Eine junge Frau geht durch Kabul und verursacht einen Aufruhr. Um den Rumpf trägt die Künstlerin Kubra Khademi eine Art Rüstung aus Metall, die mit Brüsten und einem runden Po den weiblichen Körper nachformt. Nach dieser Performance wurde Khademi bedroht und musste Afghanistan 2015 verlassen. Jetzt sind Werke der Künstlerin im Kölner Museum Ludwig an der Seite Pablo Picassos, eines der weltweit berühmtesten Künstler zu sehen. Sie setzt den erotischen Darstellungen Picassos ihre weibliche Sichtweise entgegen.

Anlässlich des Picasso-Jahres präsentiert das Museum Ludwig ab Samstag die Ausstellung „Sammlungspräsentation: Pablo Picasso Suite 156 mit Kubra Khademi“. Damit wolle das Museum, das weltweit über die drittgrößte Picasso-Sammlung verfügt, neue Perspektiven auf dessen Werk ermöglichen, erklärt Museumsdirektor Yilmaz Dziewior. 50 Jahre nach dem Tod des Künstlers gelte es, Picasso für die junge Generation zugänglich zu machen.

Picassos Grafik-Serie „Suite 156“ umfasst Radierungen aus den Jahren 1968 bis 1972. Es handelt sich um den letzten druckgrafischen Zyklus des Künstlers.
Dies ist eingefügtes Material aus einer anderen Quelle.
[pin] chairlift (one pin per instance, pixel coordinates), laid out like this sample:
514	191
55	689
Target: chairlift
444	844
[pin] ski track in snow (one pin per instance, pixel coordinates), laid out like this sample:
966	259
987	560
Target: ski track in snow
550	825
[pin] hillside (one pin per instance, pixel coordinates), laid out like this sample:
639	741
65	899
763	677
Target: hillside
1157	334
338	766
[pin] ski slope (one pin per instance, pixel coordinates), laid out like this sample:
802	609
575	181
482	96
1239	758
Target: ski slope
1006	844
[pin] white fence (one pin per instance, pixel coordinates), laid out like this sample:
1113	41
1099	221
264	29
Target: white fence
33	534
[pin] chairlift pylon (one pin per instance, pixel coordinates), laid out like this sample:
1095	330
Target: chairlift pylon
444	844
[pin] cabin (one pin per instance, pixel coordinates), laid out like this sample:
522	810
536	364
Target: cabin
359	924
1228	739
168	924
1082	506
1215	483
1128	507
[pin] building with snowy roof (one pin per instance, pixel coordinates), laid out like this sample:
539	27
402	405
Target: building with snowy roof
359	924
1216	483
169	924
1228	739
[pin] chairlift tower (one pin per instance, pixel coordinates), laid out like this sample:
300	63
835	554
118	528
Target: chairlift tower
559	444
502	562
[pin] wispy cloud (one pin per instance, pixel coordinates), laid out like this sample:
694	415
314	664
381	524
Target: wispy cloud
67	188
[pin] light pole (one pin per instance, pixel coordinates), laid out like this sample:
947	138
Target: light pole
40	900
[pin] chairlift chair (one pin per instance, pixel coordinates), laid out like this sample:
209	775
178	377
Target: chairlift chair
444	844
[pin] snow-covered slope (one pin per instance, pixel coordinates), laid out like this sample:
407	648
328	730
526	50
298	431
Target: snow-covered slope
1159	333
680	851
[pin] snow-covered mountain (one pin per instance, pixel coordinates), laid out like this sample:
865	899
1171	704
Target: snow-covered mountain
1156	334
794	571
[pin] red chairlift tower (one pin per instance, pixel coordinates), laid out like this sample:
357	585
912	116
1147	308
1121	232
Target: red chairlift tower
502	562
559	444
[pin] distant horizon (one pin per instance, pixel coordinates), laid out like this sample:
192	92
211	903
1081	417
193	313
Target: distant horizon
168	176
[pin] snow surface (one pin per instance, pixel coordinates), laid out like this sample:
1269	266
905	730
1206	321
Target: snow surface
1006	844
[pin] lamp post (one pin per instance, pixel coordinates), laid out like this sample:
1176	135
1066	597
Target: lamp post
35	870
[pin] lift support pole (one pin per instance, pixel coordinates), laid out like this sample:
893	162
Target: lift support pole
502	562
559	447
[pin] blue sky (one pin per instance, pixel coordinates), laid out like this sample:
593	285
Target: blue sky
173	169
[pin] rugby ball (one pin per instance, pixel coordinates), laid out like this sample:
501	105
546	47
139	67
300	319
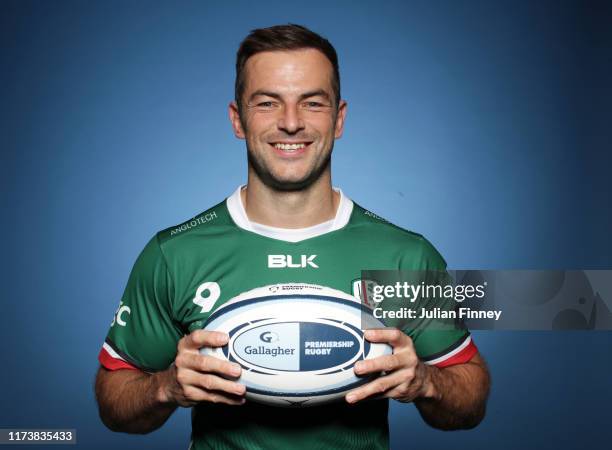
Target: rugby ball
296	343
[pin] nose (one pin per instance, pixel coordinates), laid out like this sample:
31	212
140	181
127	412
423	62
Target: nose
290	121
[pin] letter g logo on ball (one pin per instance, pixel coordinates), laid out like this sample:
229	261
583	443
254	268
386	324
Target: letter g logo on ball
268	336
Eine Druckplatte des Zyklus ging verloren, so dass die Suite statt der geplanten 156 nur 155 Blätter umfasst. Im Fokus stehen erotische Themen, für deren Darstellung Picasso (1881-1973) auf Vorbilder und Sujets der westlichen Kulturgeschichte zurückgriff.

Schauplätze der Darstellungen sind etwa Bordell, Zirkus oder Theater. Es geht um Liebe, Sterblichkeit oder auch die Beziehung zwischen Künstler und Modell. Dabei bezieht sich Picasso auf Protagonisten der Kunstgeschichte wie etwa Rembrandt, Éduard Manet, Edgar Degas oder Eugène Delacroix. – Ein rein männlicher Blick auf den weiblichen Körper also.

Um die Perspektive Picassos zu erweitern, stellte Kuratorin Eboa Itondo ihm neben Kubra Khademi auch ein Kollektiv von Zeitgenossinnen zur Seite. Als Picasso an seiner Suite arbeitete, entstand zeitgleich in seiner Wahlheimat Frankreich das feministische Magazin „Le torchon brûle“ (Das Geschirrtuch brennt). Das von einer Gruppe Pariser Künstlerinnen und Aktivistinnen herausgegebene Blatt forderte Gleichberechtigung und Selbstbestimmung für Frauen.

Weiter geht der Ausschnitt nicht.